Die Deutsche Nationalbibliothek – CIP-Einheitsaufnahme. Die Deutsche Nationalbibliothek verzeichnet dieses Buch in der Deutschen Nationalbibliografie; detaillierte bibliografische Daten sind im Internet überhttp://dnb.d-nb.de abrufbar.

Erste Auflage 2018 © Größenwahn Verlag Frankfurt am Main, 2015www.groessenwahn-verlag.de Alle Rechte vorbehalten.

ISBN: 978-3-95771-204-2

eISBN: 978-3-95771-205-9

Barbara Bišický-Ehrlich

Sag’, dass es dir gut geht

Eine jüdische Familienchronik

IMPRESSUM

Sag’, dass es dir gut geht

AutorBarbara Bišický-Ehrlich

Seitengestaltung Größenwahn Verlag Frankfurt am Main

Schrift constantia

Covergestaltung Marti O´Sigma

Coverbild Christian Vesper

Familienfotos © Barbara Bišický-Ehrlich

Lektorat Thomas Pregel

Druck und Bindung

Print Group Sp. z. o. o. Szczecin (Stettin)

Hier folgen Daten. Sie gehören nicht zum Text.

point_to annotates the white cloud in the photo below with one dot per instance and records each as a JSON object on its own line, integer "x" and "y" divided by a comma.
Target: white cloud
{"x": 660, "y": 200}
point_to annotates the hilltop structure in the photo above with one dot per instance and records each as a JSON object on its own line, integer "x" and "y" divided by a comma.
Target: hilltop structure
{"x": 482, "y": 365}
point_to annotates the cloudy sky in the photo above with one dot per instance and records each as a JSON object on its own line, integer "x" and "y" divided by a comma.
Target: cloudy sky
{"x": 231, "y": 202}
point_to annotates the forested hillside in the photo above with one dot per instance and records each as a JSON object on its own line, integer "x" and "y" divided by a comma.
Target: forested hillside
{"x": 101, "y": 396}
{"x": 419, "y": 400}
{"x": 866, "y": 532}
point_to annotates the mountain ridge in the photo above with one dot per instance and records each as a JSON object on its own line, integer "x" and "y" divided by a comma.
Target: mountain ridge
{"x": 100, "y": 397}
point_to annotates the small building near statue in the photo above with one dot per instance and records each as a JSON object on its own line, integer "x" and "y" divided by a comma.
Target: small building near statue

Größenwahn Verlag Frankfurt am Main

Februar 2018

ISBN: 978-3-95771-204-2

eISBN: 978-3-95771-205-9

Für Lyel, Samuel und Lian

Helenka

Als ich anfing, meine Oma Helenka für dieses Buch zu befragen, was denn genau alles passiert sei, wiederholte sie nur immer wieder die Worte: »Das kann man niemandem erzählen, Bára. Das glaubt einem kein Mensch. Ich hätte das selbst nicht geglaubt, wenn man es mir erzählt hätte. Das kann man nicht erzählen.«

Sie erzählte dennoch – und ich begann zu schreiben. 

Štepanka Budlovská, meine Uroma, und ihre Familie lebten schon seit vielen Generationen in Humpolec, einer böhmischen Stadt etwa 100 Kilometer südöstlich von Prag. In Humpolec gab es eine jüdische Gemeinde, eine Synagoge und einen jüdischen Friedhof. Etwa 300 Menschen lebten im jüdischen Viertel. Štepanka verlor früh ihre Mutter, die unter schwerem Diabetes litt, und kurz darauf ihren Bruder; er starb an einer Rippenfellentzündung. Ihr Vater, ihre Schwester Gusti und deren Familie wurden Jahre später in Bergen-Belsen ermordet. 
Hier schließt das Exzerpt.